What does this program offer to the EV alumni that a regular workshop doesn’t?
The small class size and focused instructor attention is a luxury that you won’t find in a regular workshop. Because the entire manuscript has been read, the chapters are critiqued not only as individual pieces but their placement in the larger story is also considered. The limited number of participants gives us the benefit of personalizing and tailoring our critiques to be most beneficial based on what we are each trying to accomplish creatively. We’re all EV’s so our writing skills are solid. That frees us up to take utilize our strengths in regards to story and tone. For example, Avi has an instinct for recognizing when to stay in a moment because the reader needs more information to stay engaged, and when to get out of that moment before it starts to drag. Eduardo has this ability to create sensory details, like claustrophobia and sound, without ever mentioning anything in the room that is crowded or noisy.
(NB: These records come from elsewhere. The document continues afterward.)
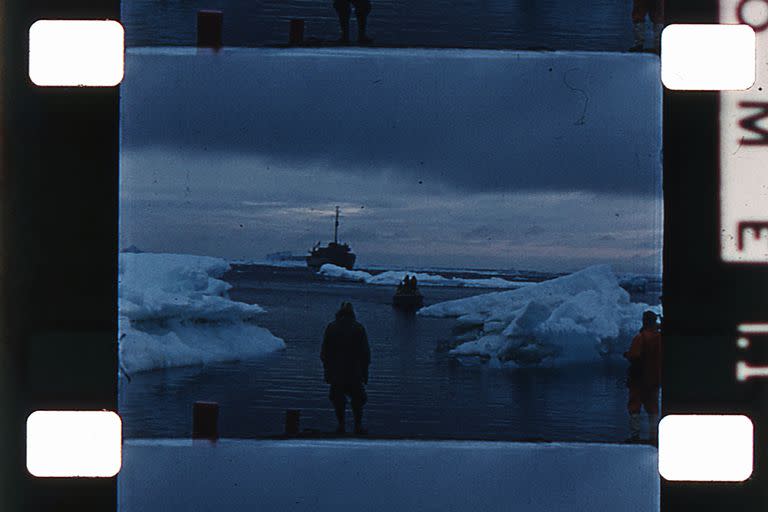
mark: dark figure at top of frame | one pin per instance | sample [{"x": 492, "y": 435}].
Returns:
[
  {"x": 344, "y": 10},
  {"x": 346, "y": 356},
  {"x": 644, "y": 377},
  {"x": 654, "y": 9}
]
It’s a subliminal thing and weird how it works, but it does.

Can you leave us with one writing tip you have learned from the program?
In the middle of my freak-out, when I almost turned Renata into a vengeful cemetery-dwelling Tarot reader who dreamt of dead people, I asked Diana for help. She shared her insight about how it is natural to get to the point where you are bored with your work or reach a point of saturation and self-doubt. She then asked a simple question: “Why is this story essential reading?” Answering that brought back the energy and commitment I had when I started writing the novel five years ago. I wrote it as a remedy for loneliness, to show a different path toward happiness. Remembering that at one point I needed that remedy keeps me going.